1. John writes, "Read through the provided email, and I can feel the pain. However, at the risk of opening up multiple cans of worms I question some of the approaches for '...building a world class version 5 program behind the diodes.'

Just to narrow it down to one - the enclosing the fiber optic data highway for the DCS in conduit. Opening up the PSP to include the portions of the plant where the fiber runs in trays would obviate the need for enclosing it in conduit. Where we have fiber in trays as long as they have covers or they are more than a certain number of feet off the ground we consider it in the extended PSP."

My correspondent writes, "Through several years of managing PSPs in control centers and data centers, we have found that increasing the square footage of PSPs can be very costly with regards to on-going O&M in the future.

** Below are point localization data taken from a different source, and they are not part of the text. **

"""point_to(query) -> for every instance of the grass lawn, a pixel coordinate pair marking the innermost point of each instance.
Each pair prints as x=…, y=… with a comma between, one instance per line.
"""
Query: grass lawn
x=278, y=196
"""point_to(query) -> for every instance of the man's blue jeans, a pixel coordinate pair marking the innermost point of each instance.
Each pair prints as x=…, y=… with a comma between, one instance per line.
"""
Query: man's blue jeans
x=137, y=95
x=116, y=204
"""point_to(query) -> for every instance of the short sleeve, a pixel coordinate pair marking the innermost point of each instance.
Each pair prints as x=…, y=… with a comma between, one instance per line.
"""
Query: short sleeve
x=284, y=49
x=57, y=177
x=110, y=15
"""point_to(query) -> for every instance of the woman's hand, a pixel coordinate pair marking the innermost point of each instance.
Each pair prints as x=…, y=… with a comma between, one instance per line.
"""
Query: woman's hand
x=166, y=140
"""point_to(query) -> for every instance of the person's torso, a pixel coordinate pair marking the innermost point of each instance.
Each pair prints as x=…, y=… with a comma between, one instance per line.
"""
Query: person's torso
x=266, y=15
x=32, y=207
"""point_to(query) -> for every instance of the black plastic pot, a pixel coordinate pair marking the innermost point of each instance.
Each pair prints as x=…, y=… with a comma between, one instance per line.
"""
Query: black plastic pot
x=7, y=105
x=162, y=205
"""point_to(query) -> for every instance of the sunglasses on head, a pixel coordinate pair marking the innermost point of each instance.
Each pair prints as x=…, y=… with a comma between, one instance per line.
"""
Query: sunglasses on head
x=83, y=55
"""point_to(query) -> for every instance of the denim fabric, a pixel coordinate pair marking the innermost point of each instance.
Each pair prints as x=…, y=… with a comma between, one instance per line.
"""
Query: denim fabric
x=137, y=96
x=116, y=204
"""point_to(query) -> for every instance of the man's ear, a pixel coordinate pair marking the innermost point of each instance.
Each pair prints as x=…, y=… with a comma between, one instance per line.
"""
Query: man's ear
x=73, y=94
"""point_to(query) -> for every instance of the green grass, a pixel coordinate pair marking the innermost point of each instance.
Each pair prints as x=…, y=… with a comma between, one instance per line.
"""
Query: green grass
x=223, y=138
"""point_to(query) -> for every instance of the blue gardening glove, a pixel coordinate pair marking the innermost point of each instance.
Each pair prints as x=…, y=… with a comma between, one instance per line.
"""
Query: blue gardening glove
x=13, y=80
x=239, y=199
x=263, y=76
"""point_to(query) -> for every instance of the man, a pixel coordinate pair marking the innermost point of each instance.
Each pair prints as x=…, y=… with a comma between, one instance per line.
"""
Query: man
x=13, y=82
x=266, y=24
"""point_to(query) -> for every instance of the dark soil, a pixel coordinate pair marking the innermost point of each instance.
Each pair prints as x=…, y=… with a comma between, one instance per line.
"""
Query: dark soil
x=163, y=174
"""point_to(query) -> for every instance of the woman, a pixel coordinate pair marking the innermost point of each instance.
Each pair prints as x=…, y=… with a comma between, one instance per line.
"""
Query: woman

Electronic security can be automated to the point that the human element is kept to a minimum, but physical security retains more of the human element than most parts of CIP. Expanding PSPs to encompass tray areas in a Fossil plant is almost impossible due to the number of openings in the perimeters."

2. John writes, "For the electronic security there are several products out there that utilize either dark fibers in the cables or a separate fiber laid on top of the fiber cables that we use to generate an electronic alarm if the cables are disturbed. With an engineering analysis showing the difficulty of "tapping" fiber, and the documentation and testing I would not feel uncomfortable presenting this approach to auditors."

My correspondent writes "Your input is appreciated. We need to do some more benchmarking on this interpretation."

Thanks for both of you for your comments.